Chez Gensi, dans le village italien de Giulianova, l’activité est intense malgré la chaleur. C’est ici que voient le jour les dernières chaussures de la collection automne de Chanel. ELLE Belgique vous fait visiter l’envers du décor.
En temps normal, on met le cap sur l’Italie pour des vacances placées sous le signe de la dolce vita à coups de vino, gelato et pasta à gogo. Aujourd’hui, on y est pour travailler. À huit heures du matin, après une délicieuse soirée d’été à Rome, on se tient fin prête devant l’entrée de notre hôtel pour effectuer un trajet de plus de deux heures qui nous amènera à Giulianova, dans les Abruzzes. C’est là, entre la mer Adriatique et les Apennins, qu’est établi Gensi, le fabricant des chaussures Chanel depuis plus de dix ans.

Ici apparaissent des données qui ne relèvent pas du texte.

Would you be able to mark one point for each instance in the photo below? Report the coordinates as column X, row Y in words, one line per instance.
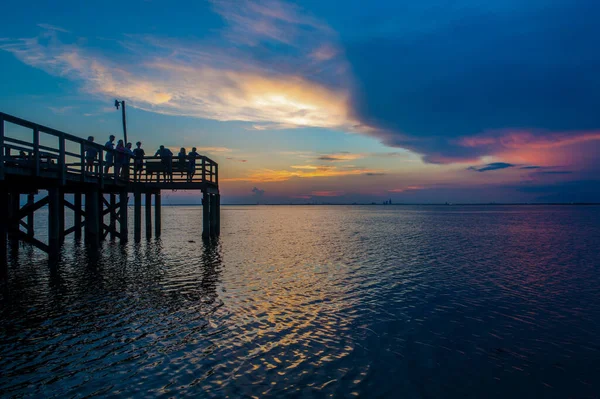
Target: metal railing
column 65, row 159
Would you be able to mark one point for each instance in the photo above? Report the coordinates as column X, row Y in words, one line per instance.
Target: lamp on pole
column 122, row 104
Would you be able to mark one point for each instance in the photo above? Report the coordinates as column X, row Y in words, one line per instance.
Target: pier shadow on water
column 389, row 301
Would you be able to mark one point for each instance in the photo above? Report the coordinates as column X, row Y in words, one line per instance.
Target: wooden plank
column 33, row 241
column 36, row 151
column 62, row 159
column 148, row 215
column 32, row 208
column 2, row 152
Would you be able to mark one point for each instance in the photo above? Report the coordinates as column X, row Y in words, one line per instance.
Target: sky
column 427, row 101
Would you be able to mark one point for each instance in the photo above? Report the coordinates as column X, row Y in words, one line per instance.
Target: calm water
column 415, row 302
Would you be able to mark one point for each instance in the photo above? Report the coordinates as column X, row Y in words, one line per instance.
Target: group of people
column 124, row 154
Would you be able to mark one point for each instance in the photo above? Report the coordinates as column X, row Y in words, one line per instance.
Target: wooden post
column 3, row 232
column 123, row 217
column 13, row 217
column 213, row 215
column 92, row 217
column 36, row 151
column 148, row 215
column 62, row 164
column 2, row 159
column 77, row 216
column 218, row 215
column 137, row 216
column 113, row 217
column 30, row 216
column 53, row 219
column 205, row 215
column 61, row 216
column 157, row 216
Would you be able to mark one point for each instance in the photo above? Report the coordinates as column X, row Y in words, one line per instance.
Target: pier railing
column 31, row 149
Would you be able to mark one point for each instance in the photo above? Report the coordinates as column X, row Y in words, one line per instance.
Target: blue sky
column 310, row 101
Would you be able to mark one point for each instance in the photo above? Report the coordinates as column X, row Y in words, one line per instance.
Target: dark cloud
column 555, row 172
column 529, row 66
column 491, row 166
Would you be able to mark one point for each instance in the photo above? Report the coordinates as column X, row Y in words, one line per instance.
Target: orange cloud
column 409, row 188
column 269, row 175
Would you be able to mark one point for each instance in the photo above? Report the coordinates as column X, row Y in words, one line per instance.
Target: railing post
column 36, row 151
column 82, row 159
column 62, row 159
column 101, row 168
column 2, row 150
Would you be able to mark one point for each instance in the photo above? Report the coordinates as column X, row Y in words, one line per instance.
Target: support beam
column 157, row 216
column 77, row 216
column 218, row 215
column 3, row 232
column 92, row 218
column 54, row 232
column 137, row 216
column 61, row 216
column 13, row 217
column 123, row 217
column 30, row 217
column 113, row 216
column 205, row 215
column 213, row 215
column 148, row 216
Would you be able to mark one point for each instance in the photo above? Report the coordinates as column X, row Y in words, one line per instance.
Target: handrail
column 204, row 166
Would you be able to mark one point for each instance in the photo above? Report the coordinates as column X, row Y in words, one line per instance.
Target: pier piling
column 30, row 165
column 137, row 216
column 148, row 216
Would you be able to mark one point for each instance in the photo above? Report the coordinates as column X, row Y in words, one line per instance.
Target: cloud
column 405, row 189
column 61, row 110
column 327, row 193
column 211, row 79
column 339, row 157
column 491, row 166
column 53, row 27
column 258, row 192
column 494, row 66
column 280, row 175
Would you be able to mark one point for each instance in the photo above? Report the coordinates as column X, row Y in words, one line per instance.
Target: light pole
column 122, row 104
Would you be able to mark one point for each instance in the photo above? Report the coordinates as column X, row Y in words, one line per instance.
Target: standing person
column 110, row 145
column 181, row 164
column 90, row 156
column 192, row 165
column 120, row 158
column 138, row 165
column 166, row 157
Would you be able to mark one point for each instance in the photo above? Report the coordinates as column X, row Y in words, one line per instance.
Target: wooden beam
column 77, row 225
column 148, row 215
column 157, row 214
column 123, row 217
column 27, row 209
column 206, row 215
column 137, row 216
column 113, row 217
column 34, row 241
column 53, row 219
column 30, row 217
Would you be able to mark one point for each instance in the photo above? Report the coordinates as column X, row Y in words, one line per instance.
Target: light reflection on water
column 304, row 301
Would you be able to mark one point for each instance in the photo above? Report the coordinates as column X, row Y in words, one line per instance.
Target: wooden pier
column 36, row 159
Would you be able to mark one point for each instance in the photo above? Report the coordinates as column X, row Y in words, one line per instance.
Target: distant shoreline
column 416, row 204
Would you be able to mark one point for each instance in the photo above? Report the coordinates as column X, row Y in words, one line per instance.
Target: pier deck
column 36, row 158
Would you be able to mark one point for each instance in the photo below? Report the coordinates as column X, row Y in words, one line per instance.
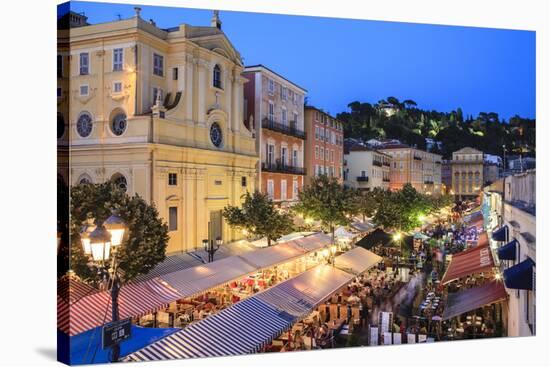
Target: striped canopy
column 357, row 260
column 135, row 299
column 241, row 329
column 250, row 324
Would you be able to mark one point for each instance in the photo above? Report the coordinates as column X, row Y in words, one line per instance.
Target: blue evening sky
column 342, row 60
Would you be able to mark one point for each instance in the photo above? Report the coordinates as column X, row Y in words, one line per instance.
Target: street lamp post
column 211, row 248
column 99, row 242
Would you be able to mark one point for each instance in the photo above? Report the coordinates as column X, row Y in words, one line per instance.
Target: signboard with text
column 116, row 332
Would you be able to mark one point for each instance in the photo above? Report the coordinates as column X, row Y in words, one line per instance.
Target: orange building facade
column 274, row 110
column 324, row 152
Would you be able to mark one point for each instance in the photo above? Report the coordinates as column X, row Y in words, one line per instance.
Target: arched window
column 84, row 124
column 217, row 77
column 120, row 181
column 118, row 122
column 84, row 179
column 60, row 125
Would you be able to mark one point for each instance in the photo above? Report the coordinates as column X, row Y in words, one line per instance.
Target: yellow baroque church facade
column 160, row 112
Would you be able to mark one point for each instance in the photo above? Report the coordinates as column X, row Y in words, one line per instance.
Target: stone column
column 188, row 92
column 202, row 89
column 190, row 216
column 200, row 199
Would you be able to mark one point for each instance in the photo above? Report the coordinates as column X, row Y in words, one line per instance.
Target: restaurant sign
column 116, row 332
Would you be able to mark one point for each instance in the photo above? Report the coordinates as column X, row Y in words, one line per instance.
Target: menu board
column 373, row 335
column 387, row 338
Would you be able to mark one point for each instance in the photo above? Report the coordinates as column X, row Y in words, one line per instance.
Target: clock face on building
column 118, row 125
column 84, row 125
column 216, row 134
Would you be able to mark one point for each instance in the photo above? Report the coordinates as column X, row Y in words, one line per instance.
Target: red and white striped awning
column 135, row 299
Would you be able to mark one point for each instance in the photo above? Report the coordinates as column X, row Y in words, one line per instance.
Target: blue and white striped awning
column 241, row 329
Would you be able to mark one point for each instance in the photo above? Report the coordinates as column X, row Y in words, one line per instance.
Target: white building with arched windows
column 160, row 112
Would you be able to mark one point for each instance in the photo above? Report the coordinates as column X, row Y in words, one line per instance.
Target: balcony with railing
column 290, row 129
column 279, row 167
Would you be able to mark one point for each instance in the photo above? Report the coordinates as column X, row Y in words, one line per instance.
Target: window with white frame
column 283, row 93
column 270, row 154
column 270, row 189
column 84, row 90
column 217, row 76
column 118, row 56
column 173, row 218
column 157, row 92
column 172, row 179
column 158, row 64
column 60, row 66
column 271, row 112
column 284, row 156
column 117, row 87
column 84, row 63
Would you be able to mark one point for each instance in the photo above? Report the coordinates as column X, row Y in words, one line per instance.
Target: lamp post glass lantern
column 98, row 242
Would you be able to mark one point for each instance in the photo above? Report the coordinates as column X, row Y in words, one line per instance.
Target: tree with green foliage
column 259, row 217
column 144, row 246
column 401, row 210
column 327, row 201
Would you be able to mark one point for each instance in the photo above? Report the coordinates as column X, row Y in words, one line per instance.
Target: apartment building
column 410, row 165
column 160, row 113
column 274, row 110
column 366, row 168
column 324, row 153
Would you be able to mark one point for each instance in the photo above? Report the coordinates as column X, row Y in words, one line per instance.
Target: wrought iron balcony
column 279, row 167
column 291, row 129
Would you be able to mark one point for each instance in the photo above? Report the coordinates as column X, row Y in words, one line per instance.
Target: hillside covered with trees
column 391, row 118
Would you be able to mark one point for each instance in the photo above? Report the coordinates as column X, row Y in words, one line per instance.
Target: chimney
column 215, row 21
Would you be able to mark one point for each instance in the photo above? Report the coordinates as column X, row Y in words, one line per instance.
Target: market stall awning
column 240, row 329
column 363, row 226
column 474, row 298
column 252, row 323
column 357, row 260
column 313, row 242
column 500, row 234
column 483, row 239
column 474, row 219
column 299, row 296
column 86, row 348
column 520, row 276
column 199, row 279
column 135, row 299
column 508, row 251
column 474, row 260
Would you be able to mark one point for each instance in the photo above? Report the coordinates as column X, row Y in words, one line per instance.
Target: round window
column 84, row 125
column 60, row 125
column 118, row 125
column 120, row 182
column 216, row 134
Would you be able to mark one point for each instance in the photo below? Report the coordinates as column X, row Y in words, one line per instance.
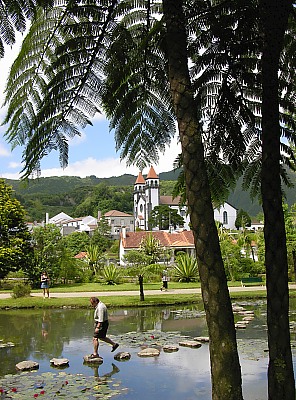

L’entreprise familiale italienne doit sa collaboration avec la célèbre maison de haute couture à sa longue expérience dans le secteur de la chaussure et à son savoir-faire qui fusionne artisanat et technologie. « Nous utilisons d’excellentes machines de fabrication italienne », déclare le directeur général et fils du fondateur de Gensi, Gennaro Pigliacampo, alors que nous pénétrons dans l’atelier. Malgré la chaleur, l’activité grouille. Une dame passe devant nous avec une paire de chaussures à moitié terminées. On a le souffle coupé. C’est ici que la magie Chanel opère. Et c’est surtout grâce aux mains de vraies gens, car si les machines prennent en charge une grande partie du travail, le savoir-faire de professionnels expérimentés (hommes et femmes, le rapport est de 50-50) reste un must. Avant de retrousser nos manches, nous suivons Gennaro jusqu’au studio de création au rez-de-chaussée où l’équipe graphique examine les dessins numériques des chaussures. Celles-ci entament ensuite leur long périple à travers la fabrique. Un portrait bien connu de Coco Chanel est accroché au mur. On croisera la créatrice iconique à plusieurs reprises au cours de notre visite car on lui voue ici un profond respect.
En coulisses
Une fois le dessin de la chaussure terminé et le choix des matières opéré, le fichier informatique est envoyé à la machine de découpe. Celle-ci projette les patrons sur le cuir, dans lequel les découpes sont réalisées. Un groupe de femmes discutent des détails d’un prototype, tandis que d’autres sont occupées à coudre assidûment le célèbre logo « CC » sur un morceau de tissu. « Nous fabriquons des chaussures élégantes pour homme, femme et enfant, mais nous sommes spécialisés dans les sneakers », explique Gennaro. « Nous avons investi dans les machines et le savoir-faire qui font de nous aujourd’hui le plus grand fabricant de sneakers en Italie. » Sur la ligne de production du jour défilent non pas les escarpins de nos rêves, mais bien différents modèles de baskets sportives ainsi que l’amorce de la chaussure qui, une demi-heure plus tôt, n’était encore qu’un dessin. La bottine noire en mérinos prend vie, doucement.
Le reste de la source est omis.